In March 1777, the Shawnee war chief Blackfish led a force of 200 warriors into Kentucky. Beginning in April, Blackfish struck at Harrodsburg and St. Asaph’s. Rather than launch full scale assaults, the warriors focused their attention on the destruction of crops, animals, and foodstuffs to compel the Americans to abandon Kentucky. Much of their effort centered on Boonesborough. Harassing the fort did not involve the inherent risk of operating against settlements located in the interior as war parties could quickly withdraw to safety north of the Ohio River. Multiple engagements occurred there from April to July. The period ultimately became known as “the year of the bloody sevens”.

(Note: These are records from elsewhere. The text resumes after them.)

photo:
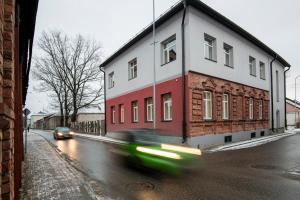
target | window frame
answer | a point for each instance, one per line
(132, 69)
(135, 112)
(111, 80)
(207, 102)
(165, 49)
(207, 40)
(167, 100)
(252, 66)
(225, 116)
(149, 106)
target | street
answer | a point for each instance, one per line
(268, 171)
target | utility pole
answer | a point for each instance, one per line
(296, 100)
(154, 70)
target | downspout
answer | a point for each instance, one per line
(105, 121)
(272, 98)
(285, 121)
(184, 134)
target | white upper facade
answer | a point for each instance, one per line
(197, 26)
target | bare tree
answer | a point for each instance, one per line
(73, 66)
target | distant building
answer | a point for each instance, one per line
(216, 88)
(36, 117)
(292, 111)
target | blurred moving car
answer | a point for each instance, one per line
(62, 133)
(145, 148)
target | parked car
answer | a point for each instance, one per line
(146, 148)
(62, 133)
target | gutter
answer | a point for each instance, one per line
(272, 98)
(184, 133)
(105, 113)
(285, 120)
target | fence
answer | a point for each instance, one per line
(91, 127)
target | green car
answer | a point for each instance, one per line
(144, 148)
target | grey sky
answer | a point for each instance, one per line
(112, 23)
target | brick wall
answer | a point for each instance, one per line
(239, 96)
(7, 101)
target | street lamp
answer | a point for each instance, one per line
(295, 99)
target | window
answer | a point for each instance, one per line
(207, 102)
(228, 53)
(167, 104)
(277, 86)
(122, 117)
(135, 111)
(262, 70)
(252, 66)
(210, 50)
(113, 115)
(132, 69)
(149, 109)
(225, 106)
(111, 81)
(169, 50)
(251, 108)
(260, 109)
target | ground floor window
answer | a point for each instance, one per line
(167, 107)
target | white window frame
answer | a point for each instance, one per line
(207, 103)
(225, 106)
(167, 46)
(135, 112)
(260, 109)
(122, 114)
(167, 105)
(132, 69)
(252, 66)
(210, 47)
(250, 108)
(149, 109)
(113, 114)
(111, 80)
(262, 70)
(228, 55)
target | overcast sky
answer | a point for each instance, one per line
(114, 22)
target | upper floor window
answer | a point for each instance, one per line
(111, 81)
(260, 109)
(251, 108)
(113, 115)
(135, 112)
(169, 50)
(132, 69)
(210, 49)
(262, 70)
(122, 113)
(228, 53)
(207, 102)
(149, 109)
(167, 104)
(252, 66)
(225, 106)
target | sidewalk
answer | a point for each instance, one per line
(47, 176)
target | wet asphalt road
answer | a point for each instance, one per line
(254, 173)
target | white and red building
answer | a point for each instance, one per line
(214, 82)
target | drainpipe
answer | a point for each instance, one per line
(285, 121)
(272, 98)
(184, 134)
(105, 114)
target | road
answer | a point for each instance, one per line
(260, 172)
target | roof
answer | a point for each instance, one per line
(206, 10)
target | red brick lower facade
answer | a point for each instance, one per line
(196, 84)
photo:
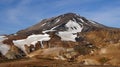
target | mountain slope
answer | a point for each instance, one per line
(68, 36)
(60, 23)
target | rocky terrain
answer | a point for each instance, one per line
(68, 39)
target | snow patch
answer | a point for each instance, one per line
(57, 20)
(81, 20)
(74, 27)
(3, 47)
(43, 24)
(67, 36)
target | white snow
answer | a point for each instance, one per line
(3, 47)
(58, 20)
(92, 21)
(73, 27)
(67, 36)
(70, 34)
(43, 24)
(81, 20)
(52, 29)
(32, 39)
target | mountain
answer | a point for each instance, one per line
(63, 22)
(66, 37)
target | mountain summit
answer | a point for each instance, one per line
(65, 37)
(65, 22)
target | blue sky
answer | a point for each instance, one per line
(20, 14)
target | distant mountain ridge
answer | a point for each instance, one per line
(58, 23)
(65, 37)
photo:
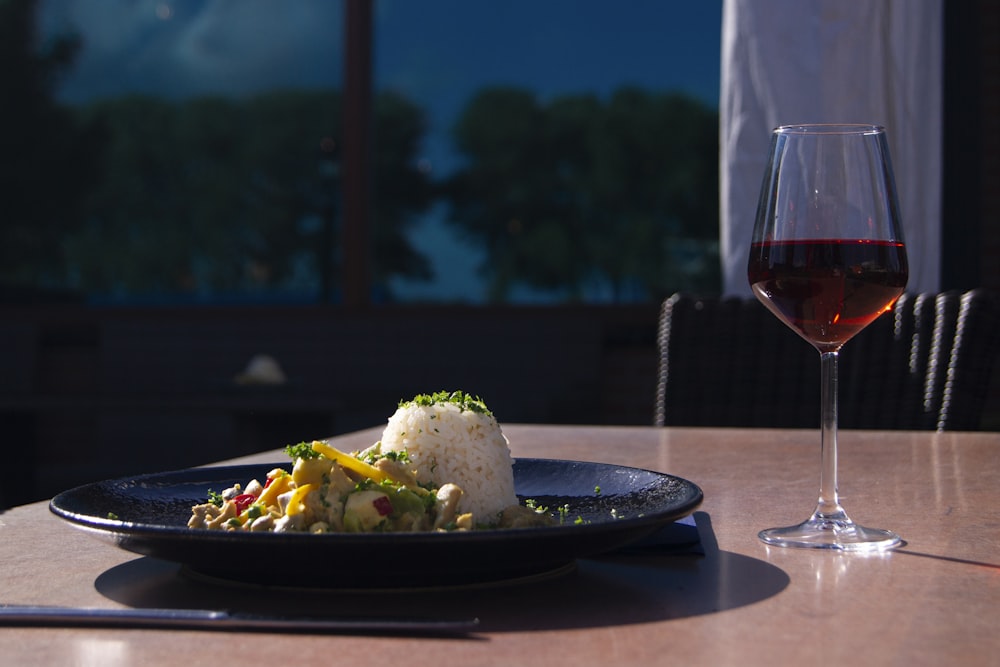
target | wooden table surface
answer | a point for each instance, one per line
(935, 601)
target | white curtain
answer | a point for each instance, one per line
(832, 61)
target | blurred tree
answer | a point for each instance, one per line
(579, 192)
(216, 195)
(46, 156)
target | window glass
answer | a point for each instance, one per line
(559, 151)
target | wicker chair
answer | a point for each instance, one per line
(924, 366)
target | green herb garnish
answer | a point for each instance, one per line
(303, 450)
(460, 398)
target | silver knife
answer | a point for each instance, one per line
(205, 619)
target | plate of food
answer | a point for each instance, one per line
(437, 501)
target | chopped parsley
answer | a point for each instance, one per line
(303, 450)
(460, 398)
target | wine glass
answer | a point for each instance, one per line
(827, 258)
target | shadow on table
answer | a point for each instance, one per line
(620, 589)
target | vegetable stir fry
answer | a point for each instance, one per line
(332, 491)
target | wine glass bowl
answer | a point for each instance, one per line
(827, 258)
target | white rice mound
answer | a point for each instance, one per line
(447, 444)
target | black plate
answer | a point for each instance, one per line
(150, 514)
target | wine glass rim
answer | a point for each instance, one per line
(830, 128)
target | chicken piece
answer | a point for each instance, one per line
(446, 505)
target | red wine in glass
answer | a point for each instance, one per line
(829, 289)
(827, 258)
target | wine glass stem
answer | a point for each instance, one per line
(829, 502)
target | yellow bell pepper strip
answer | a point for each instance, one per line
(296, 504)
(349, 462)
(277, 486)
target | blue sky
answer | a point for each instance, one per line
(436, 52)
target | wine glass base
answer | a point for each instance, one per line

With a scant harvest due to the raids, the Americans took to the woods for game. Preservation of the meat required salt, which could be obtained from various buffalo licks. On February 7, 1778, Blackfish captured Boone and a party from Boonesborough while they were boiling salt at the Blue Licks. This loss, however, did not deter a Patriot offensive.

Virginia governor Patrick Henry kept a close eye on the operations in Kentucky. He annexed the territory as a county of Virginia in 1776 and supplied the colonists with munitions. Henry also authorized Col. George Rogers Clark to launch a strike against the Native Americans allied with the British. Clark assembled a force at the Falls of the Ohio in the spring of 1777. He planned to attack the warrior towns in the Illinois Country to relieve the pressure on the Kentucky settlements. Clark set out on his expedition at the end of June. He subsequently captured Cahokia and Kaskaskia, where he spent the winter months. After a grueling 240-mile march, Clark and his men surrounded Hamilton, who planned to launch his own campaign that spring, at Vincennes on February 23, 1779. Unable to endure a siege, Hamilton surrendered three days later.

While Clark operated in Illinois, Boone managed to escape the Shawnee in June 1778 and return to Boonesborough. Blackfish and a small army appeared outside the fort in the second week of September. When truce talks finally broke down, the Shawnees initiated a siege. After twelve days of fighting and unable to capture Boonesborough, Blackfish abandoned the effort. The episode became the longest sustained fight of the war in Kentucky.

Despite Clark’s victories in Illinois, raids continued throughout the summer of 1780, as warriors, accompanied by British officers struck Ruddle’s and Martin’s Station along the Licking River north of Boonesborough. The surrender of Charles, Lord Cornwallis to Gen. George Washington at Yorktown in October 1781 brought an uneasy calm fell to Kentucky. Although the British suspended operations in North America and the belligerent nations entered treaty negotiations, the struggle continued.

In August 1782, British Capt. William Caldwell led a party of Hurons, Shawnee, Wyandot and Mingo warriors, accompanied by elements from Butler’s Rangers into Kentucky. Caldwell briefly attacked Bryan’s Station before withdrawing to the northeast. A militia contingent, including Boone, gave chase. On a ridge near the Blue Licks, Caldwell sprung an ambush which decimated the militia and put them to flight. The battle proved to be the last major engagement in Kentucky as the United States and Great Britain agreed to the Treaty of Paris the following September, bringing an end to the American Revolution.